Je m’interroge si ce débat soft law contre hard law n’est pas le même qui a agité (et agite encore) les débats sociaux entre la Loi et le Contrat comme générateurs de droit social alors que l’étude de l’histoire sociale nous montre que les deux y ont contribué.

J’en viens sur un sujet qui me tient à cœur le Social Business. Je dois dire que dans ce livre très construit et rigoureux, il s’agit d’un passage qui me laisse perplexe. Vous écrivez ainsi en page 182 : « Ainsi, même si les frontières sont souvent floues et peu étanches, le principe du social business ne peut être confondu avec celui des démarches RSE : partant d’un objectif économique, elles visent à intégrer des préoccupations sociales au sein d’une activité qui n’avait pas été conçue a priori pour cela, alors que le social business partant au contraire d’un objet à utilité sociale, conduit à marchandiser le service rendu ». Je peux entendre votre point de vue si vous faites référence à des expériences peu convaincantes de développement de social business en lieu et place de services publics privatisés dans des pays développés (Royaume uni par exemple). Mais cela, à mon avis, n’est pas le modèle dominant de l’entrepreneuriat social et pas le cas dans les pays les moins développés.

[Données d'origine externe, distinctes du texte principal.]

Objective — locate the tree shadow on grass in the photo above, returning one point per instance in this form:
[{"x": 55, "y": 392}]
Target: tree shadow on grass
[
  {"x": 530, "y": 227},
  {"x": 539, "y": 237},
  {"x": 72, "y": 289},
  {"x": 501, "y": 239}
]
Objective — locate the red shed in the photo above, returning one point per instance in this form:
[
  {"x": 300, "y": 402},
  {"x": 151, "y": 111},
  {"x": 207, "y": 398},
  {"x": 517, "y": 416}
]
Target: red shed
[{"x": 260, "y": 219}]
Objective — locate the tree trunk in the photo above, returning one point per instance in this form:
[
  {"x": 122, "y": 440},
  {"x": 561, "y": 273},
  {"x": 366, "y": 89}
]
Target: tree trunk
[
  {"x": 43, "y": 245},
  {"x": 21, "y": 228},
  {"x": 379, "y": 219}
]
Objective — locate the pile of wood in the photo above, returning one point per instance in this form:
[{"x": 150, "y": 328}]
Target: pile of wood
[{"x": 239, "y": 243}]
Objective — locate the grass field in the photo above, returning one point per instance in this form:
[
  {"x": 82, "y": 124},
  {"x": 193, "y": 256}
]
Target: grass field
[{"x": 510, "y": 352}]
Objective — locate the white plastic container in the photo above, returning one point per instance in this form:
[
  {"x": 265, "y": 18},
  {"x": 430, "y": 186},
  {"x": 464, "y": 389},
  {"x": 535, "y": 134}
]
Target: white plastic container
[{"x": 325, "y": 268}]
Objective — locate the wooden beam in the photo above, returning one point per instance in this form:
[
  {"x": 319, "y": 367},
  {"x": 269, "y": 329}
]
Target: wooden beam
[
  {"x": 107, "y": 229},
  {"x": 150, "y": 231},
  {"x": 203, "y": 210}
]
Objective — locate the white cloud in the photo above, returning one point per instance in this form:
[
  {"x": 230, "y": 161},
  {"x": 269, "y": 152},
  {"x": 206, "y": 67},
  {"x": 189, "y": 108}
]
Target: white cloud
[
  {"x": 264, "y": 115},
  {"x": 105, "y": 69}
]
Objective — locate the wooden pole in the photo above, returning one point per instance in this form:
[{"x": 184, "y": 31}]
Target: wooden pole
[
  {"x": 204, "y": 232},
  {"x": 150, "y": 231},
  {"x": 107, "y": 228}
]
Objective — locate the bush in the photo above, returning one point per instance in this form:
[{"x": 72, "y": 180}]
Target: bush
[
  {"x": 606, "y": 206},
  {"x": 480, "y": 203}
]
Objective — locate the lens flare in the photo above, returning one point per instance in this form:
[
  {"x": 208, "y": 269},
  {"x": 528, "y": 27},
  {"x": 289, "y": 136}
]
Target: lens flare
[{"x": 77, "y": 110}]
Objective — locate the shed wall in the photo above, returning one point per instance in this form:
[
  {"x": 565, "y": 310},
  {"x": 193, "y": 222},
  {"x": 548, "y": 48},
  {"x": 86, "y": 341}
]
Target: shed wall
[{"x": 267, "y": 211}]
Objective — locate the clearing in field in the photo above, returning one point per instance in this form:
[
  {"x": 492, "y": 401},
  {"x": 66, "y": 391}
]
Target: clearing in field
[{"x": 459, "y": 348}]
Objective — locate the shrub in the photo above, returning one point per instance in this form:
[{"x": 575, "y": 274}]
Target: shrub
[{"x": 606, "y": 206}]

Votre livre est aussi parfois descriptif. J’ai ainsi reconnu beaucoup de choses vécues dans votre description du directeur du développement durable comme un « marginal sécant » (expression que vous empruntez à Crozier) et qui joue un peu un rôle d’interprète ou d’intermédiaire entre les dirigeants de son entreprise et les parties prenantes. C’est vrai que parfois c’est cocasse !

Je voudrais enfin conclure sur votre dernier chapitre « vers une conception renouvelée de l’entreprise » et sur votre conclusion générale.

On y sent une volonté de proposer des pistes à l’usage des différents acteurs.

Plusieurs ont retenu mon attention : une approche par les droits et les devoirs des entreprises, des propositions sur leur gouvernance plus partenariale, l’articulation de la responsabilité de l’entreprise avec ses filières et ses territoires, une réflexion sur l’utilité sociale…etc.

Ces propositions sont lancées maintenant dans le débat public et c’est un autre des mérites de ce livre.

Ce livre très documenté ne propose rien de moins qu’un ré encastrement de l’entreprise dans la société cela en essayant de clarifier et redynamiser la notion de RSE en la débarrassant de toute vision utilitariste. C’est une réflexion utile et d’actualité.